Abstract

Mitigating climate change, improving economic growth, and reducing income inequality are three of Sustainable Development Goals (17 SDGs). It has been well understood that economic growth has a significant impact on carbon footprint, but it remains unclear whether this impact will be mitigated or intensified by reducing income inequality. By applying the Multi-Regional Input-Output model, this study assesses the consumption-based carbon footprints of 43 major economies over the period 1995–2019 and conducts the corresponding empirical analysis. Through examining the moderating effect of income inequality (Gini coefficient) on the relationship between economic growth (GDP per capita) and consumption-based carbon footprint (CO2 per capita), we demonstrate that a lower Gini coefficient – a more equitable distribution of income − could significantly promote the decoupling of economic growth from carbon footprint.
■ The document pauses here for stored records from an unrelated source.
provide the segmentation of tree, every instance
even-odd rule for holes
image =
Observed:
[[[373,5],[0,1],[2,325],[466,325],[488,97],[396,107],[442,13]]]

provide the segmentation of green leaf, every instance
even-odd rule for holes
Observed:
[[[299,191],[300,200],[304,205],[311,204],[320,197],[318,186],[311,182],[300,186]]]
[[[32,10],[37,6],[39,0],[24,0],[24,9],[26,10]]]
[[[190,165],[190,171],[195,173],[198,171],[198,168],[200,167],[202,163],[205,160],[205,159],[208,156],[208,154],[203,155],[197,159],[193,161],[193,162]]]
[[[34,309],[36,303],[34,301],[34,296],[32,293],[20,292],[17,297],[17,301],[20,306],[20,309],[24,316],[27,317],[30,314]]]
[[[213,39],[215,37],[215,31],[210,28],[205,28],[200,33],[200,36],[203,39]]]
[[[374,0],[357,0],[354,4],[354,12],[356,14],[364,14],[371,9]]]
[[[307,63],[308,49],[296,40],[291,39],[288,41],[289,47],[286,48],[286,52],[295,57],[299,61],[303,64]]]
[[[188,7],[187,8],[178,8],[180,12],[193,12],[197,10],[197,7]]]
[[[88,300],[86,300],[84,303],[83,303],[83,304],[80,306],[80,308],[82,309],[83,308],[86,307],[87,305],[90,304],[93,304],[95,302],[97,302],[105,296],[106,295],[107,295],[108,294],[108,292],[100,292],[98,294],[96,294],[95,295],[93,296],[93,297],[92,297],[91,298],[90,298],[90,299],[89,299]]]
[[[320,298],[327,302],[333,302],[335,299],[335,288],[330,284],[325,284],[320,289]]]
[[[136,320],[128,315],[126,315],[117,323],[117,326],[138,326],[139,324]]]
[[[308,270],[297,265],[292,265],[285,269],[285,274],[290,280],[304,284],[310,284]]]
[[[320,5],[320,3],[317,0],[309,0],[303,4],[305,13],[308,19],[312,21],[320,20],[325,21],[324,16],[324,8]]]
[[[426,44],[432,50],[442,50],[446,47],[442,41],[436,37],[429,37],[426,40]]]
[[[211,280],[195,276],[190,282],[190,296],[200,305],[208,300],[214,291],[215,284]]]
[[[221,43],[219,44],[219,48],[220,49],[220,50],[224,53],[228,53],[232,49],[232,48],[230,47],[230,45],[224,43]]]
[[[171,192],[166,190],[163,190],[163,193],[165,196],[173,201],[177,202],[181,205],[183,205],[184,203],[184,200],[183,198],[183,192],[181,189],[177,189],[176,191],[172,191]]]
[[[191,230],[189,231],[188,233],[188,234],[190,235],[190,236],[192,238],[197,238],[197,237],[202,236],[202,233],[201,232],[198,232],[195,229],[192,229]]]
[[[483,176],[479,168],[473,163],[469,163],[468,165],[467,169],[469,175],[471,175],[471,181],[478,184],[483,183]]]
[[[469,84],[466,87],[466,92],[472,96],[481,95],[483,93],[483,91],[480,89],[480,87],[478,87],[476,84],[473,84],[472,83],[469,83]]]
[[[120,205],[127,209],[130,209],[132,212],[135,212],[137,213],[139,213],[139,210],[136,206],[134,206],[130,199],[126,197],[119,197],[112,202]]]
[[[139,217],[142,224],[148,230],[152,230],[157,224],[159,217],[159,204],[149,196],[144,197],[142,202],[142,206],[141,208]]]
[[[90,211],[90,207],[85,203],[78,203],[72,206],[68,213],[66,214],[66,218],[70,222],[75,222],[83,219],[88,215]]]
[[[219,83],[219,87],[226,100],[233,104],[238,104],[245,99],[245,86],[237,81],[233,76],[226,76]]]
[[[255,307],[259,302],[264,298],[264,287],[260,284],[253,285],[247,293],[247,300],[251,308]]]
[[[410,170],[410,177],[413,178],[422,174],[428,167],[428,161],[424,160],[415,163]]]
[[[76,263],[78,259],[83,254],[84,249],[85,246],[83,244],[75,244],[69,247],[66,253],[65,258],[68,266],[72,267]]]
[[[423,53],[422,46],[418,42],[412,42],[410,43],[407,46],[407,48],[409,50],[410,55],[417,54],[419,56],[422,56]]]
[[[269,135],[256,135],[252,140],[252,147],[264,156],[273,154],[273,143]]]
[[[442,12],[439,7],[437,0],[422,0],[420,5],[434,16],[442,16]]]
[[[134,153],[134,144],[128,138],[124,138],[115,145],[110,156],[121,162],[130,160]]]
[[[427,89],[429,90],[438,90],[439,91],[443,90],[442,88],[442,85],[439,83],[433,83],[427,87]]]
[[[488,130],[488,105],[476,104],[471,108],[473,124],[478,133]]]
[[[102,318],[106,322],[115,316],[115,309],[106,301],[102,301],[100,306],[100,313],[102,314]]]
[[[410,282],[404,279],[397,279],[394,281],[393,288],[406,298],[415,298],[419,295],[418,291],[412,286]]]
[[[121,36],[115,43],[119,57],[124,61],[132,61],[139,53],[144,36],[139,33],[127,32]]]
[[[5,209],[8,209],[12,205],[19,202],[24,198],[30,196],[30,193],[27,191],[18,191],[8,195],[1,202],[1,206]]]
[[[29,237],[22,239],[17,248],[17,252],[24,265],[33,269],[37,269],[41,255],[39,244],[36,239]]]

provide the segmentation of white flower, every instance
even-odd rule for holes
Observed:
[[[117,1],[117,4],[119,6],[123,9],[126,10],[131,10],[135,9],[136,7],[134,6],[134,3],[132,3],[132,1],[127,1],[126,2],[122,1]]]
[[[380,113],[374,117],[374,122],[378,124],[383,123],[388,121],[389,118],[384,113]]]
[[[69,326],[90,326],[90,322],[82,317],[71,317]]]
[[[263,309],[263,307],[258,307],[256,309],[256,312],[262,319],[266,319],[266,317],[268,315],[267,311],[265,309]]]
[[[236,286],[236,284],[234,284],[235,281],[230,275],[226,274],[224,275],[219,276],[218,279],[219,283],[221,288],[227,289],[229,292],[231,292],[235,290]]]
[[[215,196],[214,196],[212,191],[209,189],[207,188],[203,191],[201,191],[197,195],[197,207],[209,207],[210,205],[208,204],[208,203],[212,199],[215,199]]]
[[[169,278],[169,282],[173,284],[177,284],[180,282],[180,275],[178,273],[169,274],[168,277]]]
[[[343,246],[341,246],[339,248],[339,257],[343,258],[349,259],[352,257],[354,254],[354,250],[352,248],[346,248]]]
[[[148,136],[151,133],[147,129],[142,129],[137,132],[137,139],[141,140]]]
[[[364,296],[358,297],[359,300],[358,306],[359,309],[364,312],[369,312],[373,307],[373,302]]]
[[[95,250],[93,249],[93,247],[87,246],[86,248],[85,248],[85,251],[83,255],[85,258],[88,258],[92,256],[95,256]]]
The results also show a heterogeneous moderating effect of income inequality – reducing income inequality in rich countries helps decouple economic growth from carbon footprint more than in poor countries. This study contributes to a better understanding of the synergy among economic growth (SDG 8), income inequality reduction (SDG 10), and carbon mitigation (SDG 13). Given that reducing income inequality in the context of economic growth can have significant benefits for carbon mitigation, we would suggest that income inequality reduction should be incorporated into climate action, particularly in rich countries.